Helping to bridge the gap for women in construction is something that those in the industry have said needs to happen for years, especially since the number has been decreasing since 2005.
So one local business owner is trying to change that by breaking the class ceiling wide open.
Traditionally, it’s a field dominated by men but one piece of drywall at a time, workers like Altenese Hankins said they want other women to know that they can still be them and do the grunt work, too.
“It’s like a freedom,” Hankins said who is currently carpentry apprentice. Most of all, she says the industry and the company she works for doesn’t stop her from being herself.
“I like to be the girly carpenter, I’ll come with my lip gloss I like to come with my pink hard hat,” she said. “Because I’m still a woman, but I’m a carpenter.”
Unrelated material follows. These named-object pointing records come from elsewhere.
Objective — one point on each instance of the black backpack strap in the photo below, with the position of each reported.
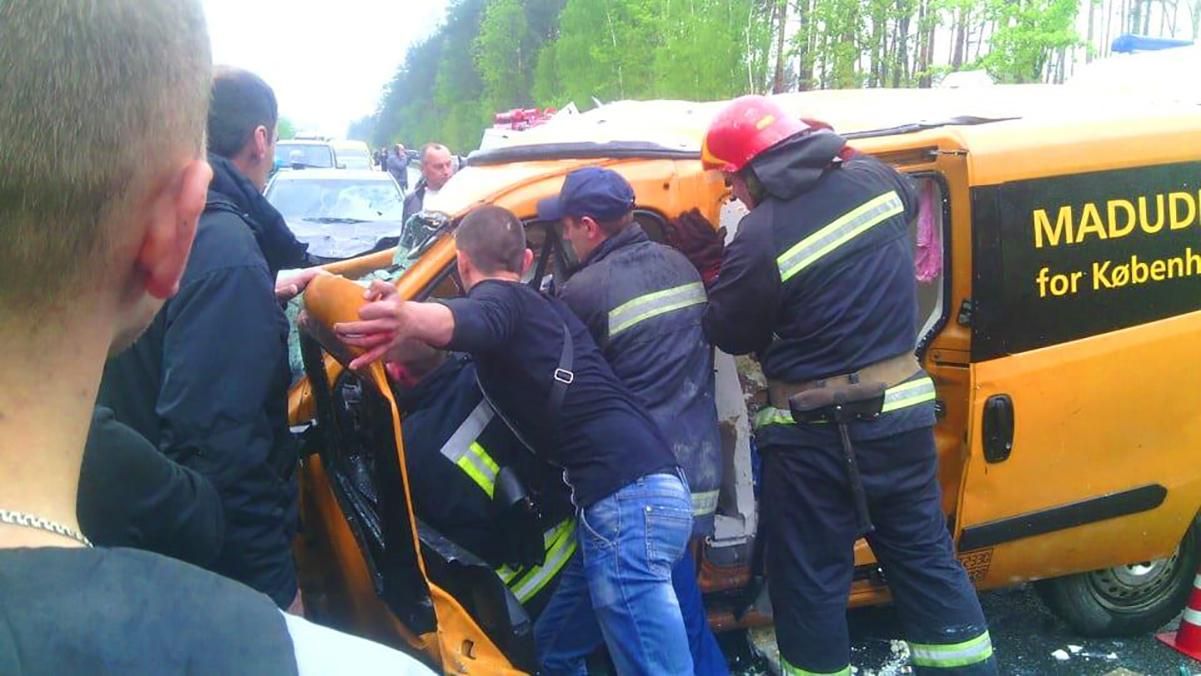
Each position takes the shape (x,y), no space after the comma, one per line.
(563,375)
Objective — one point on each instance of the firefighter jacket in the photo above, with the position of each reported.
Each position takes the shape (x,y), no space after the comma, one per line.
(454,447)
(819,279)
(643,303)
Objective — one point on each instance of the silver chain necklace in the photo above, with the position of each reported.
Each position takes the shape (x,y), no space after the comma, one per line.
(37,522)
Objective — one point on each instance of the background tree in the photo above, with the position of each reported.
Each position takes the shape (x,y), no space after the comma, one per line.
(490,55)
(286,129)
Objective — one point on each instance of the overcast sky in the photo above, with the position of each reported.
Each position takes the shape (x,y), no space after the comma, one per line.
(327,60)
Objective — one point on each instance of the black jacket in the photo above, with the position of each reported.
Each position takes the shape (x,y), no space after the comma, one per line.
(443,417)
(643,303)
(107,611)
(131,495)
(414,199)
(819,279)
(208,381)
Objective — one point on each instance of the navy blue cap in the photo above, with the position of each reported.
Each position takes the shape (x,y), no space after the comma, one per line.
(603,195)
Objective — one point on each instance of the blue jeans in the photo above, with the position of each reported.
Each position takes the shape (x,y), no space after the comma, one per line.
(621,582)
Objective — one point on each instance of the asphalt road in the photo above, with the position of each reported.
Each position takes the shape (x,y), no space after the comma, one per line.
(1025,635)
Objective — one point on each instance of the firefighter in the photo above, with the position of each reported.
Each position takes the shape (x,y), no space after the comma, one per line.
(819,283)
(643,303)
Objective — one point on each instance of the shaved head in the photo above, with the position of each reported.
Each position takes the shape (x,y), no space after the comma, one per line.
(494,240)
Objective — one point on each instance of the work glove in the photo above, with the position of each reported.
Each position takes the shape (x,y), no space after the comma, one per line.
(699,241)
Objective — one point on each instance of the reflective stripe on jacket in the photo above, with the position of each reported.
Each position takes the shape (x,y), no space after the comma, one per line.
(819,279)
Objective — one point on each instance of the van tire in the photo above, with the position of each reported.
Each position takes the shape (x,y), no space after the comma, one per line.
(1100,604)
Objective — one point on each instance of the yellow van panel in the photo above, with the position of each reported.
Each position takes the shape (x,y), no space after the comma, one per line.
(1093,418)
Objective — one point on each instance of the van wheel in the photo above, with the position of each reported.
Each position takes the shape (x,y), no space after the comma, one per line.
(1127,599)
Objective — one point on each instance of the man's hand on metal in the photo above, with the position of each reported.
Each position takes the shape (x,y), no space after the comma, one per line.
(380,324)
(387,321)
(291,287)
(699,241)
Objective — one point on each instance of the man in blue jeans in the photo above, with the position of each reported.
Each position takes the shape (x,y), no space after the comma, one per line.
(547,378)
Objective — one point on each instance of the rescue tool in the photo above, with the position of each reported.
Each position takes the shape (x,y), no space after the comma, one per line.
(842,405)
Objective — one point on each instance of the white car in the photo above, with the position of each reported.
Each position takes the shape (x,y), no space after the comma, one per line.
(340,213)
(296,154)
(351,155)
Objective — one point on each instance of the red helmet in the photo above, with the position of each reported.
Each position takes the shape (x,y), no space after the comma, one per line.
(747,126)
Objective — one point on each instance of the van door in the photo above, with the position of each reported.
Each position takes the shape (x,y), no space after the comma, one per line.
(1085,412)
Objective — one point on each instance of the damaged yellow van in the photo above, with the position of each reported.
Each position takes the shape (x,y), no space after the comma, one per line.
(1059,264)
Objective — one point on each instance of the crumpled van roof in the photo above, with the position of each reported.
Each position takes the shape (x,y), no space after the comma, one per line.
(676,127)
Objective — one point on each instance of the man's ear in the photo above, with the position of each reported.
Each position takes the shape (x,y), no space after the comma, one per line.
(591,227)
(172,227)
(262,141)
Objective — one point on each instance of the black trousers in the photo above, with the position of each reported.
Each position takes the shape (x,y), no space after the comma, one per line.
(810,521)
That’s what made her a great candidate for the AKA construction team according to Ariane Kirkpatrick, the CEO of the construction company, The AKA Team.
“I realized that there were so many disparities, there were so many issues that did not allow women to have some of the same opportunities,” Kirkpatrick said.
Kirkpatrick decided to focus her construction company on hiring mostly African American female construction workers in and outside the office.
“We talk about that glass ceiling, we get to that glass ceiling, but you have to tear that wall down for us to achieve the success that we need as women,” she said.
It’s a unique approach, given women in construction only make up less than 10 percent of the industry, and the lack of cultural inclusion is something Kirkpatrick said she’s experienced firsthand, being that she was discouraged from entering the industry herself when she first started.
“Cultural insensitivity, is terrible, gender insensitivity is terrible,” said Kirkpatrick.